Stiles’s smile grows softer, and his eyelids lower over it, and it becomes all at once proud and content and a little rueful, the sort of smile people get when they realize they’ve gotten somewhere they’ve always wanted to be.

“I love you,” he tells her, without weight or obligation, a simple fact of the universe, just like that the sky is blue and deciduous trees change colors in the fall.

Lydia beams at him, standing up taller, ready for whatever the wide world might conjure up for her, be it dragon or day job.

“I know,” she replies, and when she turns away again, vanishing around the corner, Stiles looks down at the note in his hands, blows out a breath, and tears it down the middle.





















 

 

 

 

 

+.

She never tells him that she’d gone up to his room alone, back when the nogitsune had taken him away.
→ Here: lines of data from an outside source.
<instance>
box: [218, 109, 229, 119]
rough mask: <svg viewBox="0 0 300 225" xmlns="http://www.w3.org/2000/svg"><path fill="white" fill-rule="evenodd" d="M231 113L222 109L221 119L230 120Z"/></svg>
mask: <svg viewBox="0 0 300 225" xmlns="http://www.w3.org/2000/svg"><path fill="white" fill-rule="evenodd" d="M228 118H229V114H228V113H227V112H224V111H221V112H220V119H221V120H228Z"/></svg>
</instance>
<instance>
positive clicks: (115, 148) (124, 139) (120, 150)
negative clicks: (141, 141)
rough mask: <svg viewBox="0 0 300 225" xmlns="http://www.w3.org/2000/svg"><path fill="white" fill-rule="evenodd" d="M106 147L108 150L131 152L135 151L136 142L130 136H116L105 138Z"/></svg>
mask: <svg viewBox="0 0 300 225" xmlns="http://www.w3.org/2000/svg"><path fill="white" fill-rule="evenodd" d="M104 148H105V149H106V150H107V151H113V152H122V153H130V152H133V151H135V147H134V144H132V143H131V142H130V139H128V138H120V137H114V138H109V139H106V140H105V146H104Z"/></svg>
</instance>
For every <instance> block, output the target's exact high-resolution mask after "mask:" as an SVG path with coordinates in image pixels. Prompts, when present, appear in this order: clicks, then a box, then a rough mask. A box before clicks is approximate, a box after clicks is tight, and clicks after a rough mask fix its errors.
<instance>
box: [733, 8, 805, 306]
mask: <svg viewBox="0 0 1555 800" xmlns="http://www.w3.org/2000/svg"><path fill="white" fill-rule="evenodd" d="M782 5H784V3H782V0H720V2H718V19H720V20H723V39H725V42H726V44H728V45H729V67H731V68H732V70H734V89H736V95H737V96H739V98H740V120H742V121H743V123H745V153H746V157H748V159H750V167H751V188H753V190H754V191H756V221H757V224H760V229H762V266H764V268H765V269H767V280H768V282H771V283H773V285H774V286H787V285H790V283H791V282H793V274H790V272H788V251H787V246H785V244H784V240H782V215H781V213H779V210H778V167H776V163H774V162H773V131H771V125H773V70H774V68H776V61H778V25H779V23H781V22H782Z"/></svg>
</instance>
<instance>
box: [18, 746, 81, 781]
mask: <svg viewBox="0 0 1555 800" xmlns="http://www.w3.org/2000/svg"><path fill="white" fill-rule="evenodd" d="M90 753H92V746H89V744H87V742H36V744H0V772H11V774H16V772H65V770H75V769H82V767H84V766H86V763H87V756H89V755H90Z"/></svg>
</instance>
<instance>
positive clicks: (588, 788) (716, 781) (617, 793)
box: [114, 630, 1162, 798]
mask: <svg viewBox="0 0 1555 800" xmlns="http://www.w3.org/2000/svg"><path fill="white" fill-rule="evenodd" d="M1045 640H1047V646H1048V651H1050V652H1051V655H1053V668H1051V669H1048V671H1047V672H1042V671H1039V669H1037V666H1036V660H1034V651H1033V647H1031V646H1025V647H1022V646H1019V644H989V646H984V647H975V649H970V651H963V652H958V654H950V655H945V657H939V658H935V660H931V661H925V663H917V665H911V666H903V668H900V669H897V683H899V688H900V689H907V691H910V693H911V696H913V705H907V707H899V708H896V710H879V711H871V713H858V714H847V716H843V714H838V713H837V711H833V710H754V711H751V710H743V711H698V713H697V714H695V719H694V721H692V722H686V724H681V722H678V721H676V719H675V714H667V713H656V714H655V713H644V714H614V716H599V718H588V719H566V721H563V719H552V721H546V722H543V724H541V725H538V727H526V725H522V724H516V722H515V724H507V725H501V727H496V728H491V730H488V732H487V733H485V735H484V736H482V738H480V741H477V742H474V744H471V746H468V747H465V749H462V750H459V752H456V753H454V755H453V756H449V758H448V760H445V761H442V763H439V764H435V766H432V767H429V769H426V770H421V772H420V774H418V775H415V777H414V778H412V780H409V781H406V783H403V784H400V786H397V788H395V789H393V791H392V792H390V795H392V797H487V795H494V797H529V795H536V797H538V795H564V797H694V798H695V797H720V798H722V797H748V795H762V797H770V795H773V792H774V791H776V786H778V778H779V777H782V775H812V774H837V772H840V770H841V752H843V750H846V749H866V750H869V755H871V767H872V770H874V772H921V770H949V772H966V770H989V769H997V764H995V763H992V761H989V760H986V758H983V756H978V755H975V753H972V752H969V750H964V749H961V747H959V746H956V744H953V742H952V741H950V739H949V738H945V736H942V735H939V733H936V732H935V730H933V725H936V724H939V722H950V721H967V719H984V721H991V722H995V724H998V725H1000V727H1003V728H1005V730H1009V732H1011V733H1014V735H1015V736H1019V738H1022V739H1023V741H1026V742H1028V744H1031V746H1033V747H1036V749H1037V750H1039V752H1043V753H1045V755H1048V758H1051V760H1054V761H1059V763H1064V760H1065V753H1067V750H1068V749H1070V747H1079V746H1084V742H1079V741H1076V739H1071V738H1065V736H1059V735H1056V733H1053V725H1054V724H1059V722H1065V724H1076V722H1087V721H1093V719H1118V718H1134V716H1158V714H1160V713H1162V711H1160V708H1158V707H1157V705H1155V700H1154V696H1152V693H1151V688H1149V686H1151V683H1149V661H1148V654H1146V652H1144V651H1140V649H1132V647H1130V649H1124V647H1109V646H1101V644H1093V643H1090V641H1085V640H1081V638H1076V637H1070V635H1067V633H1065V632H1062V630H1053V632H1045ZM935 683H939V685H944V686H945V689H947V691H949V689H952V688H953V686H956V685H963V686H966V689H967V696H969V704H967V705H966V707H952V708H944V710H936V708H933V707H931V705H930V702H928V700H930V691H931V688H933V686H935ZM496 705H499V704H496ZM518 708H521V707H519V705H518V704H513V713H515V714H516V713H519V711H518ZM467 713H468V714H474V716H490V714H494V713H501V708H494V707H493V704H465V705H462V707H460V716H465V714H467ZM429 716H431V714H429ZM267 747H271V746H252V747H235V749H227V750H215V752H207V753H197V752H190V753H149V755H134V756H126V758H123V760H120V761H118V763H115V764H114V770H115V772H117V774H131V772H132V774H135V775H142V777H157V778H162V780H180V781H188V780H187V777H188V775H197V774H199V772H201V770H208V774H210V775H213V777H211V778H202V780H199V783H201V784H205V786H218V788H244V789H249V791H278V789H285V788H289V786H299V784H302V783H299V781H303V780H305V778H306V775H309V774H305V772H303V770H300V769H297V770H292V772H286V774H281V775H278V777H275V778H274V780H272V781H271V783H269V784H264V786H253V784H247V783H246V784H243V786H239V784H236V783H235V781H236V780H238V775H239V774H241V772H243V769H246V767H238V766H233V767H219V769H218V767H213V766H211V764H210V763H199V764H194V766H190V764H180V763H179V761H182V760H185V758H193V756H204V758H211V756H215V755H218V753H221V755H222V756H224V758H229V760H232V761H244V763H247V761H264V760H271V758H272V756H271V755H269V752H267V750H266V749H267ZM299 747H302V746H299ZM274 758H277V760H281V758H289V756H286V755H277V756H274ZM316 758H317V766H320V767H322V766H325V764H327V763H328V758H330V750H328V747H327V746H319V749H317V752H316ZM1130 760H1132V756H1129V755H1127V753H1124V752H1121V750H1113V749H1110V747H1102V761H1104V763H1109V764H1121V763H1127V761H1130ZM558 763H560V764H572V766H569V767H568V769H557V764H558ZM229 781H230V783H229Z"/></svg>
The Sheriff had been at the station, working a late shift to distract himself from the cold air left by the unexplained absence of his son, but she’d known where the spare key had been hidden (under the stone turtle next to the long-dead rosebush in the front yard), so she’d let herself in.

She’d wrenched the scissors out of his mattress, cut every red string tied to it. The smell of him had gone stale, and she’d admitted to herself that maybe she’d known it well enough to tell.

She’d wrestled with herself over it for a while, in her defense. She’d stood in front of the bedside table, staring at the framed sketch, one hand absentmindedly massaging the side of her neck. Maybe he likes the drawing a lot, she’d deflected expertly, then not wanting to confront the possibility of reading something like that just because Stiles might never come home; now, gazing at it, bare feet and raw throat, she’s more afraid that it won’t be there, that she’ll never know, that he’ll never have gotten the chance to tell her.

She peels the tape off carefully, holding her breath.

For Lydia.

She sits on the floor and reads all of it four times, until it’s engraved somewhere inside of her, until she knows he’ll figure out that she’s seen it if he ever comes back, because there are two splattered tear stains in the middle of it, making the ink bleed on the word you. She puts it back just the way it had been, and wishes he was there, and hates the descending uncertainty accompanying this new conviction that she would be all right, fine really, if she could just find him and hold him.


 

Notes:

Title from "Depth Over Distance" by Ben Howard.